Here and Not Here. The Enduring Perplexity of Ambiguous Grief



An aircraft goes missing in flight. A hiker vanishes from the mountain paths. A soldier remains unaccounted for in a combat zone. Or someone you love doesn’t return from the shopping mall, from a night out with friends or from a forest stroll. Faced with a chilling event like this, it is a daunting task to come to terms with the loss in the absence of concrete evidence. 


‘Ambiguous Loss’ is a term coined by Pauline Boss , to describe the kind of loss that is unclear, confounding and sometimes also insupportable with facts.


Ambiguous loss is not always about presumed death. There can also be a bewildering sense of absence in ‘presence’ in other instances, for example, when a loved one is lost to dementia; or a child is leaving home; when loved ones emigrate; or when we lose our cherished people to the wastelands of mental anguish or addiction. In these instances we lose some important dimension of our people even whilst still ‘having’ them in certain obvious ways. When a person close to us has loss of hearing, or vision, or mobility, or another permanent impairment, the loss and the loneliness deriving from it can feel significant too.


In our fragile natural world where countless species are going extinct and ecosystems damaged and lost, deep grief arises about a world that is ‘here’, yet also so much not here anymore and vanishing rapidly.


Relationship ruptures that are not repaired also have strong felt senses of both presence and absence that can feel agonising. Boss suggests that all relationships hold this ambiguity of presence and absence. When people 'grow apart' in relationships an acute sense of ambiguous loss can be felt; or when one person is much more invested and engaged in the relationship than the other.


Our ‘super-connected’ online world can also present perplexing ambiguities, feeling at times as thin and distant as it is foremost and ‘in our face’. It can feel desolate to find oneself detached in a connection-driven, densely populated virtual world.


How does one ‘come back’ from loss that is indeterminate and murky? Coming to terms with loss is difficult enough even when the facts are clear. How much more difficult when the actuality is indeterminate.


Ambiguous loss may not get the same recognition from the world as more clear-cut losses. It is therefore important to validate the loss for oneself, to delineate the scope and magnitude of the loss, and to make generous room for the particularity of one’s responses to it.


Without full closure, or with shifting ambiguities around here-and-not-here, it is much more difficult to pursue life fully again, and to find a ‘new normal’. Rituals and ceremony might help to make firmer ground.

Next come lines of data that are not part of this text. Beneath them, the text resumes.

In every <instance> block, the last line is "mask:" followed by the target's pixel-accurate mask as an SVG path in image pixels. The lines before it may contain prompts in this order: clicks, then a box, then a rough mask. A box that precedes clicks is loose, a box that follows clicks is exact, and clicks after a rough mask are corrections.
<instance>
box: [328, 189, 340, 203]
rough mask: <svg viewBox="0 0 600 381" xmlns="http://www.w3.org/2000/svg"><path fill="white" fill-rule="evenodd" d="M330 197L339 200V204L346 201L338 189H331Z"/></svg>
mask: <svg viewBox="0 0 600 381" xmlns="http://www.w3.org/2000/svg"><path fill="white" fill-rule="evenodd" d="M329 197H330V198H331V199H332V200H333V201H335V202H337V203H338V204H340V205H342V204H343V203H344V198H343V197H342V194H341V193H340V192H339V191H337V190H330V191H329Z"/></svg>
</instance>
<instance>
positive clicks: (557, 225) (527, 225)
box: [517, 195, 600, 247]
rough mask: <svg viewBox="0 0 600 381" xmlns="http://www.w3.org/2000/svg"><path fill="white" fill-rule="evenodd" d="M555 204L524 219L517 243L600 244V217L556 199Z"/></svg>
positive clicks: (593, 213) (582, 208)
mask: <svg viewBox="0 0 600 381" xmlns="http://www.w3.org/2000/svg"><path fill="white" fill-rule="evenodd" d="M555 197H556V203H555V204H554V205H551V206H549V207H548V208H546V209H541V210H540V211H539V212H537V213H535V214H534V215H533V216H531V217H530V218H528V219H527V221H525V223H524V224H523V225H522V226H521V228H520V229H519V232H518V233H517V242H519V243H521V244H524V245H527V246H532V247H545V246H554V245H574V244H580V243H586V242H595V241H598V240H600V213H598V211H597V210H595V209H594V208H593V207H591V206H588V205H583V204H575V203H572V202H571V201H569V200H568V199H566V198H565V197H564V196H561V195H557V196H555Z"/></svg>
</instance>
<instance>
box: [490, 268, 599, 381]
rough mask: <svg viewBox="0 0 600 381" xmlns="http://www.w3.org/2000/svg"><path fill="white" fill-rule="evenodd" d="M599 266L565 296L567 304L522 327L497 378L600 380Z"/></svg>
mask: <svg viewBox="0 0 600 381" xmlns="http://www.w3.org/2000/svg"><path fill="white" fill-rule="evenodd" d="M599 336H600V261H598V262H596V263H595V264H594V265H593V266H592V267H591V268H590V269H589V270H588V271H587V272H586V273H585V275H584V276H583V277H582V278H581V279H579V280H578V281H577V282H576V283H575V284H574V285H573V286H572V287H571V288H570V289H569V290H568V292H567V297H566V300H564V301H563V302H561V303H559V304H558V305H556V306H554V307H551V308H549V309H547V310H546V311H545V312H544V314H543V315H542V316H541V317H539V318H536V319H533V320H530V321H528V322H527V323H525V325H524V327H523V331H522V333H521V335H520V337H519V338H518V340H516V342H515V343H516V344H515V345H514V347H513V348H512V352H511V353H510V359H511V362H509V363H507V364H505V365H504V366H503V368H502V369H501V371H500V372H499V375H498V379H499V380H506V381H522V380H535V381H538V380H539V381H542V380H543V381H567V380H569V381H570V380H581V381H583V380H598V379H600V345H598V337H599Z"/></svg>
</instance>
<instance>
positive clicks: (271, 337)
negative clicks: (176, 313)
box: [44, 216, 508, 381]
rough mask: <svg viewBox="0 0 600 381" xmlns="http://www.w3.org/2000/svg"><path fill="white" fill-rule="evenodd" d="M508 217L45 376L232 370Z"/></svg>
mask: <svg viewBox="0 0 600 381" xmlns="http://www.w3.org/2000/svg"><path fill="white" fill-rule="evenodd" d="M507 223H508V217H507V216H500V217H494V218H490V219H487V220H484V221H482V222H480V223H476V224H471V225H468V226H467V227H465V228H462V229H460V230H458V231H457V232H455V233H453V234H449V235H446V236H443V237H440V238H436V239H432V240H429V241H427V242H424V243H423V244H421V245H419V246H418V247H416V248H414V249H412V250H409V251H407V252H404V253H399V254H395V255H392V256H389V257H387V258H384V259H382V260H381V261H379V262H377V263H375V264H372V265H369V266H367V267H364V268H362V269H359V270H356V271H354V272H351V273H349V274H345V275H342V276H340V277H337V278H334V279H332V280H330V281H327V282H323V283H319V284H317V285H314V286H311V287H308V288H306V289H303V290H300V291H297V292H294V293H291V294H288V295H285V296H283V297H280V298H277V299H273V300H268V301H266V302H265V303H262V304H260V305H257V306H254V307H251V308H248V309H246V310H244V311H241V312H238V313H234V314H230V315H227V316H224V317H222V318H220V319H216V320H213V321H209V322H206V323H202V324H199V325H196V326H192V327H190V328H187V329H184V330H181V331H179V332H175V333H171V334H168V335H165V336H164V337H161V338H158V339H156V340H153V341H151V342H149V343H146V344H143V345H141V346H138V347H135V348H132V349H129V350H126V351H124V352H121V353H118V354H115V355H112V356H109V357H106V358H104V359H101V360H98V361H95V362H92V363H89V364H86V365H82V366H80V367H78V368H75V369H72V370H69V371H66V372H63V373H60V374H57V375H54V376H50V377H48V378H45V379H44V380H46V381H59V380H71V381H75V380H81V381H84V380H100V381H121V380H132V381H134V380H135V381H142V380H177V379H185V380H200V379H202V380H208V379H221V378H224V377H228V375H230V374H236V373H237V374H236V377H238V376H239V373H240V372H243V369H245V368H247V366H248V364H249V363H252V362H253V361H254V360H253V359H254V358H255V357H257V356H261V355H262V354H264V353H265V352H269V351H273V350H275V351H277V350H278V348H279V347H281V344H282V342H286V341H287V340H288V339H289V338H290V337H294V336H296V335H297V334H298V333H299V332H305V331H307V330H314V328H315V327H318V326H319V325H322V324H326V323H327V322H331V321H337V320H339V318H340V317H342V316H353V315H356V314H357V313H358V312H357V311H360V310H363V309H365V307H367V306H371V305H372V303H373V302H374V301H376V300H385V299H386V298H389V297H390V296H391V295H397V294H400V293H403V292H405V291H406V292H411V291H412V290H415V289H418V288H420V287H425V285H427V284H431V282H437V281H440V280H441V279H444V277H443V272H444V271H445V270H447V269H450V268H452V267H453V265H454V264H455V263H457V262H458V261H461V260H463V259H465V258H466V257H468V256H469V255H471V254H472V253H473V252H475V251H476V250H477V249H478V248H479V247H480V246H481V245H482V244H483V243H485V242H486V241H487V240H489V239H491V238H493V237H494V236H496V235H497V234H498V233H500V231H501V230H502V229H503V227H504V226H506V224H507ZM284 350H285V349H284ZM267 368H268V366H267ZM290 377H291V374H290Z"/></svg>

Loss and sorrow can be held in the containing generosity of ceremony. Rituals can bring slivers of meaning about a painfully new and unwanted order of things, and help to get us to navigate impossible thresholds. They can bring just enough fortitude to carry on. By providing symbolic accompaniment, they make our experience matter in a new way.

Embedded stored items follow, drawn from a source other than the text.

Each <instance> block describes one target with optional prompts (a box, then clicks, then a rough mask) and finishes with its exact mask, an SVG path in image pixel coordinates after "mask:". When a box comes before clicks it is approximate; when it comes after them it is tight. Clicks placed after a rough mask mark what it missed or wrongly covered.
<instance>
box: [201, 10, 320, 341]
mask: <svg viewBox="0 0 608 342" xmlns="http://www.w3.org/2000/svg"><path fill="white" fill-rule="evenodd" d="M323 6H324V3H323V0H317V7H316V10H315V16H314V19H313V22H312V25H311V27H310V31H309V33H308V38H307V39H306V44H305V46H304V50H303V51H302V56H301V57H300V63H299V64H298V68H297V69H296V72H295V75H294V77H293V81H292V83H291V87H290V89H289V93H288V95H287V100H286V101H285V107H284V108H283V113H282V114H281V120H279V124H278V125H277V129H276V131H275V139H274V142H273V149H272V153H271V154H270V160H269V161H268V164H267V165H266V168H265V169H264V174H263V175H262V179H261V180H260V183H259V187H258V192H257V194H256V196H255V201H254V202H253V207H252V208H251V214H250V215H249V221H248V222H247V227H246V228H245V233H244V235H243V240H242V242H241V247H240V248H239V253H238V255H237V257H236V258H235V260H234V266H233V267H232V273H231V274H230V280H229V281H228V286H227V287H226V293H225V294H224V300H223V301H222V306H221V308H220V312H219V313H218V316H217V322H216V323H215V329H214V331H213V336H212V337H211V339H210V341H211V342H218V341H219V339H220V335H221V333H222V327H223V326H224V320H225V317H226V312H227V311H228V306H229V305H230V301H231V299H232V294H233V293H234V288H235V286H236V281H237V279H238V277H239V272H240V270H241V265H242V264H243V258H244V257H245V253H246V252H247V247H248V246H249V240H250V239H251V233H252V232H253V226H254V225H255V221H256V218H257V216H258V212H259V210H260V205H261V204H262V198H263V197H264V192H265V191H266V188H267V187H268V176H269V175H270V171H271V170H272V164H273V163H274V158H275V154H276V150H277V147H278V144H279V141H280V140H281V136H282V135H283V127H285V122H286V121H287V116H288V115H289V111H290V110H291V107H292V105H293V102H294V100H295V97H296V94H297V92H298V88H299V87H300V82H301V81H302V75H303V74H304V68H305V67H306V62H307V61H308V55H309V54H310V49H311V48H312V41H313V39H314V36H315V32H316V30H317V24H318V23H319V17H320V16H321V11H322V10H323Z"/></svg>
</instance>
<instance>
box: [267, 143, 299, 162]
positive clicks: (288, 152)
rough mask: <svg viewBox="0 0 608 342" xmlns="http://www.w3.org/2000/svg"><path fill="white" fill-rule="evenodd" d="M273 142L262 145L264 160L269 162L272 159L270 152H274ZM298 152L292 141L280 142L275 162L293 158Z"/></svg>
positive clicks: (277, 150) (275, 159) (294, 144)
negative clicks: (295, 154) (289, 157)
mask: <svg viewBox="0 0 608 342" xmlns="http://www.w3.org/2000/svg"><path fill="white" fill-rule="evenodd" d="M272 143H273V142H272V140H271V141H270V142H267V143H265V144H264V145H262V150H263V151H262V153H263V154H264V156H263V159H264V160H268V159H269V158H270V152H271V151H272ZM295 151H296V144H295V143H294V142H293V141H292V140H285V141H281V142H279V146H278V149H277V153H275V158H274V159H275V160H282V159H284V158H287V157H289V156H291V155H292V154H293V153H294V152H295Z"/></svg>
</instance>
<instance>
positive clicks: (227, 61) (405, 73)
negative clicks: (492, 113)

Ambiguous loss is patently 'unfinished'. Inexact, inconclusive and confounding, it is a something 'left dangling', suspended just out of range of what can be grasped and defined with certainty. It asks of us to live at close quarters with unknowing; to abide with a sense of neither-here-nor-there, to loosen the screws on what we need to understand in order to find meaning, and to keep company with unsolved mysteries.